Background: The enormity of the information contained in large data sets makes it difficult to develop intuitive understanding. It would be useful to have software that allows visualization of possible correlations between properties that can be associated with a core data set. In the case of bacterial genomes, existing visualization tools focus on either global properties such as variations in composition or detailed local displays of the features that comprise the annotation. It is not easy to visualize other information in the context of this core information.

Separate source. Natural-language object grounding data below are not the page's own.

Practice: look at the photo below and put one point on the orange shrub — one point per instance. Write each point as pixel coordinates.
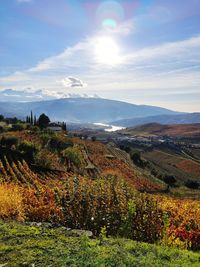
(11, 205)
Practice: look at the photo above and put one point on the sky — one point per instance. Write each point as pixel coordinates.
(139, 51)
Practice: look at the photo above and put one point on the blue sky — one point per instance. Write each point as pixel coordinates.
(139, 51)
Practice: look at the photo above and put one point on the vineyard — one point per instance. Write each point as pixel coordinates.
(87, 185)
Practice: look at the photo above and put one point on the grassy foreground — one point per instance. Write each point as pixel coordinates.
(23, 245)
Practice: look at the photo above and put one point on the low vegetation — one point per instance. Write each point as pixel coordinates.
(84, 184)
(23, 245)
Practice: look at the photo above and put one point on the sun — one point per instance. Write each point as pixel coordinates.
(107, 51)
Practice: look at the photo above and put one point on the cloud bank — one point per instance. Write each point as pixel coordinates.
(171, 69)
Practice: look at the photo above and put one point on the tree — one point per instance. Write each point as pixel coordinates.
(35, 120)
(93, 138)
(30, 149)
(43, 121)
(9, 141)
(31, 121)
(64, 126)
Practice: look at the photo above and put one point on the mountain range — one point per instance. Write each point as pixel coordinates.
(82, 110)
(182, 118)
(75, 108)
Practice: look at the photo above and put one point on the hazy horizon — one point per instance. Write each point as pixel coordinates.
(140, 52)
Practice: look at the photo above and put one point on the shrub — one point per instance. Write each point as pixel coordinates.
(73, 154)
(169, 179)
(30, 149)
(17, 127)
(11, 206)
(192, 184)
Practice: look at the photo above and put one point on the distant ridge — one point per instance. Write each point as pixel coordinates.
(83, 110)
(185, 118)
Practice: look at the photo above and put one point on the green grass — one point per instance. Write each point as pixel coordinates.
(23, 245)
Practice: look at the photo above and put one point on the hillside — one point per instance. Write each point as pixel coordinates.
(82, 109)
(186, 118)
(176, 130)
(71, 182)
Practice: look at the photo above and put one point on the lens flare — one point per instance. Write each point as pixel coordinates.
(109, 23)
(110, 14)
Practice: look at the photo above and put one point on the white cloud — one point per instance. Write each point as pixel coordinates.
(73, 82)
(166, 67)
(24, 1)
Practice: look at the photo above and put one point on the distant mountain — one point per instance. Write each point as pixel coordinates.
(29, 95)
(82, 110)
(184, 118)
(156, 129)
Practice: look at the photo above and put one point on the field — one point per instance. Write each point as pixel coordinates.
(176, 130)
(70, 182)
(23, 245)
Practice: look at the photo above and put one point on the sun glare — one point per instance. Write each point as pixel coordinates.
(107, 51)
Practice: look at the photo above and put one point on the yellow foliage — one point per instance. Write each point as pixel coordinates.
(11, 205)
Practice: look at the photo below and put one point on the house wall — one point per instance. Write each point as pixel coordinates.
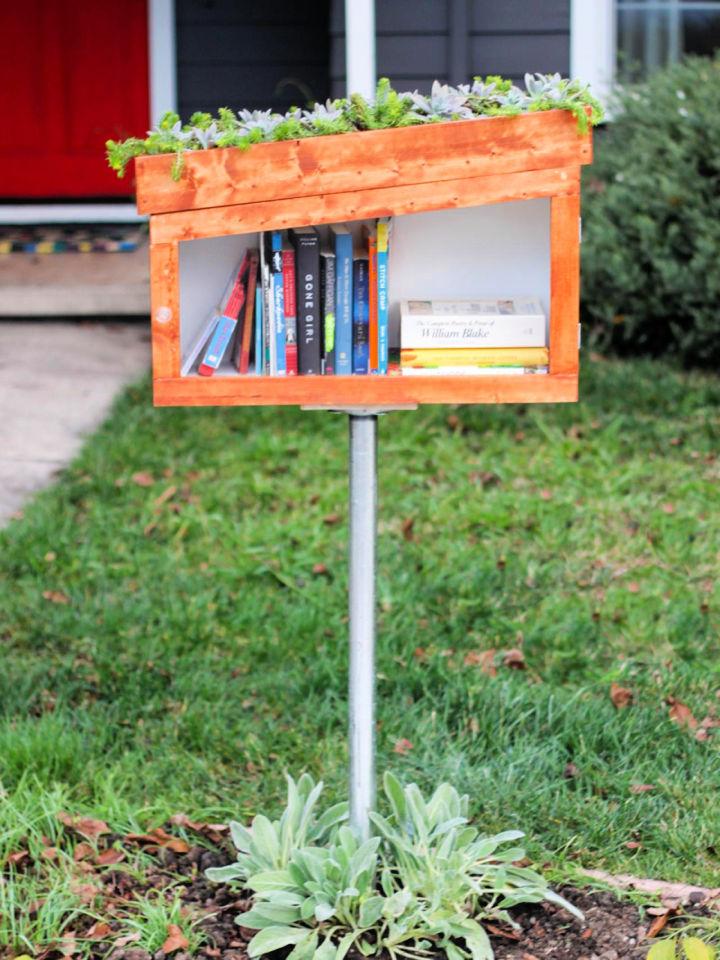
(251, 54)
(453, 40)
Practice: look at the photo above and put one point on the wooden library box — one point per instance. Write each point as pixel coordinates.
(481, 208)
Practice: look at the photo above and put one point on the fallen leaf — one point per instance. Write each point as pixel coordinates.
(486, 478)
(143, 479)
(681, 713)
(620, 696)
(56, 596)
(515, 659)
(406, 528)
(669, 893)
(110, 856)
(176, 940)
(82, 851)
(98, 931)
(485, 659)
(508, 934)
(128, 938)
(85, 826)
(658, 924)
(86, 892)
(17, 857)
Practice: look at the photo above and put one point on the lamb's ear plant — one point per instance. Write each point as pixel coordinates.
(422, 885)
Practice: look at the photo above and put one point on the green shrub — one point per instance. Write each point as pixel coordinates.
(651, 213)
(422, 885)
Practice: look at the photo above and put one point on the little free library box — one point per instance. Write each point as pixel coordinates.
(482, 208)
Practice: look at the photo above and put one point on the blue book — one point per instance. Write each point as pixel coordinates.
(259, 320)
(278, 300)
(383, 250)
(361, 316)
(343, 300)
(217, 346)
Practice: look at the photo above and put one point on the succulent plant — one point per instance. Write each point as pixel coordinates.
(264, 121)
(444, 103)
(386, 109)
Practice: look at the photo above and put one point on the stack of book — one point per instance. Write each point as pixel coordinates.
(472, 337)
(307, 301)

Results: A Java based software known as the Genome Display Tool (GDT), allows the user to simultaneously view the distribution of multiple attributes pertaining to genes and intragenic regions in a single bacterial genome using different colours and shapes on a single screen. The display represents each gene by small boxes that correlate with physical position in the genome. The size of the boxes is dynamically allocated based on the number of genes and a zoom feature allows close-up inspection of regions of interest. The display is interfaced with a MS-Access relational database and can display any feature in the database that can be represented by discrete values. Data is readily added to the database from an MS-Excel spread sheet. The functionality of GDT is demonstrated by comparing the results of two predictions of recent horizontal transfer events in the genome of Synechocystis PCC-6803. The resulting display allows the user to immediately see how much agreement exists between the two methods and also visualize how genes in various categories (e.g. predicted in both methods, one method etc) are distributed in the genome.
Conclusion: The GDT software provides the user with a powerful tool that allows development of an intuitive understanding of the relative distribution of features in a large data set. As additional features are added to the data set, the number of possible correlations that can be visualized grows rapidly. Although described here for use in bacterial genomics, the principle is general and similar software might be useful in other contexts such as patient studies.